Surgical correction of these conditions is directed toward re-establishing the proper anatomic position and function of the eyelids.
What is Entropion?
Entropion is a condition where the eyelid turns inward and causes the eyelashes to rub and irritate the surface of the eye (the cornea). If the condition is not treated serious inflammation and permanent damage to the surface of the eye may occur.
What is Ectropion?
Ectropion is a condition where the eyelid turns out and falls away from the eye.
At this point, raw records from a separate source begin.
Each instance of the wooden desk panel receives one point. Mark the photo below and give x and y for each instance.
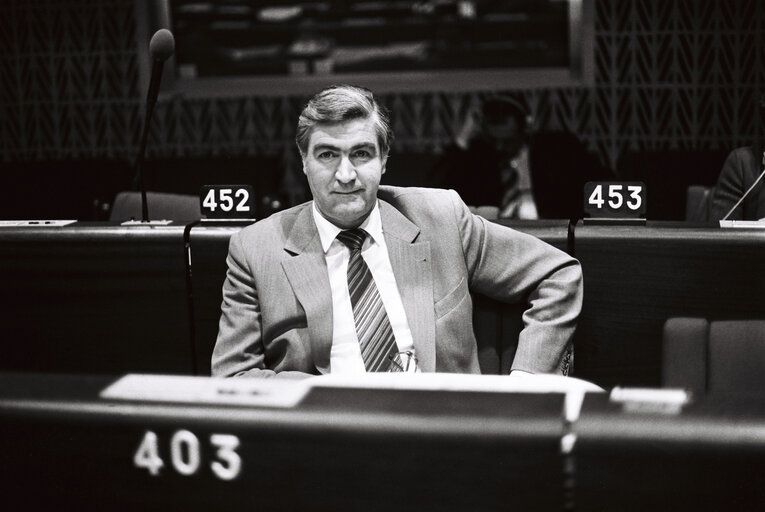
(637, 277)
(94, 299)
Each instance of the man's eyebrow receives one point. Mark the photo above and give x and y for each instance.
(324, 146)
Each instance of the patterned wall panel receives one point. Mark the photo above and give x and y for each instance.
(69, 79)
(668, 74)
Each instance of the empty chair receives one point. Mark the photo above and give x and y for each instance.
(717, 357)
(161, 205)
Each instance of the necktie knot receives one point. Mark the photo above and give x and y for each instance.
(352, 238)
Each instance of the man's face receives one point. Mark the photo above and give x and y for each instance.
(344, 167)
(505, 137)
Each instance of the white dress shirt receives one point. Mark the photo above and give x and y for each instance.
(345, 356)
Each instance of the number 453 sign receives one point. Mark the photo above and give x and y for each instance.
(614, 199)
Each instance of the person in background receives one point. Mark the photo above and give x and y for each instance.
(743, 170)
(496, 160)
(379, 278)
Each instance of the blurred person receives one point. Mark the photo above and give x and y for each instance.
(496, 160)
(743, 170)
(362, 273)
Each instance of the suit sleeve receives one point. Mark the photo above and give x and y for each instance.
(510, 266)
(239, 349)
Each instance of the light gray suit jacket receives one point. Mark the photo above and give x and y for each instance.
(277, 305)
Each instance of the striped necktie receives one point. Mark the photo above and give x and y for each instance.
(372, 326)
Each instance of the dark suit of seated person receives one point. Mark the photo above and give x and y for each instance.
(740, 171)
(496, 160)
(364, 273)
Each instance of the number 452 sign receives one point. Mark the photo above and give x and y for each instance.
(227, 201)
(614, 199)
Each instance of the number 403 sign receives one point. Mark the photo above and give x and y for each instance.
(188, 455)
(614, 199)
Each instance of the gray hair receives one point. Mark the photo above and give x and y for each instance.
(340, 103)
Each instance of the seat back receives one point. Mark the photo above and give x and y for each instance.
(697, 200)
(161, 205)
(720, 357)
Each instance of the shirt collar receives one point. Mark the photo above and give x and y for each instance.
(328, 232)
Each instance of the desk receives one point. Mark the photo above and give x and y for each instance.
(711, 456)
(494, 323)
(99, 298)
(94, 298)
(65, 448)
(637, 277)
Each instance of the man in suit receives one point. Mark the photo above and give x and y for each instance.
(291, 300)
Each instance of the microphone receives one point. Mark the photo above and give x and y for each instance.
(161, 47)
(759, 178)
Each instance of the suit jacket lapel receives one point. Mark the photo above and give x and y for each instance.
(307, 274)
(412, 268)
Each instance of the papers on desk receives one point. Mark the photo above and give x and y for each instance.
(288, 393)
(742, 224)
(573, 388)
(207, 390)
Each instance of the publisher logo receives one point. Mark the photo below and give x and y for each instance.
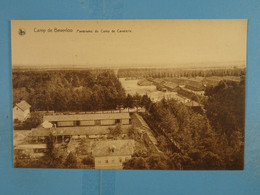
(21, 32)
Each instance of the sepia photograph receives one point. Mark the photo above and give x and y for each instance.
(129, 94)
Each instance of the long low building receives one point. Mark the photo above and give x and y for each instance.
(97, 119)
(61, 134)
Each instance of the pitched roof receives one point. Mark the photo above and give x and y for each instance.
(23, 105)
(85, 117)
(90, 130)
(113, 147)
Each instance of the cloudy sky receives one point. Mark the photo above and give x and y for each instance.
(146, 42)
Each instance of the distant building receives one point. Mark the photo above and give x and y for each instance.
(144, 82)
(79, 126)
(194, 85)
(171, 86)
(111, 154)
(97, 119)
(21, 111)
(30, 150)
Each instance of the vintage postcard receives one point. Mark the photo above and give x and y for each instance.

Although typically not as irritating as entropion, ectropion can lead to chronic eye pain and dryness. The surface of the eye is unhealthy and dry because the eyelid does not touch and lubricate the surface of the eye. Often the opening of the tear drainage system (the puncta) is pulled away from the eye and tear film causing inadequate drainage of tears into the lacrimal (tear drainage) system. This can cause excess tears to accumulate on the surface of the eye or roll down the cheeks.
What is Lid Retraction?
Lid retraction is a condition where the eyelid is pulled away from its normal resting position. Lid retraction can happen in either the upper eyelid or the lower eyelid. Lid retraction in the upper eyelid is typically associated with thyroid eye disease and causes patients with this condition to develop a classic “stare.” Lid retraction in the lower eyelid can occur from aging changes, a history of prior surgery including cosmetic eyelid surgery, and scarring from cancer, radiation, or tumor growth. Lid retraction may need to be addressed with grafts that push up the lower eyelid into a higher position.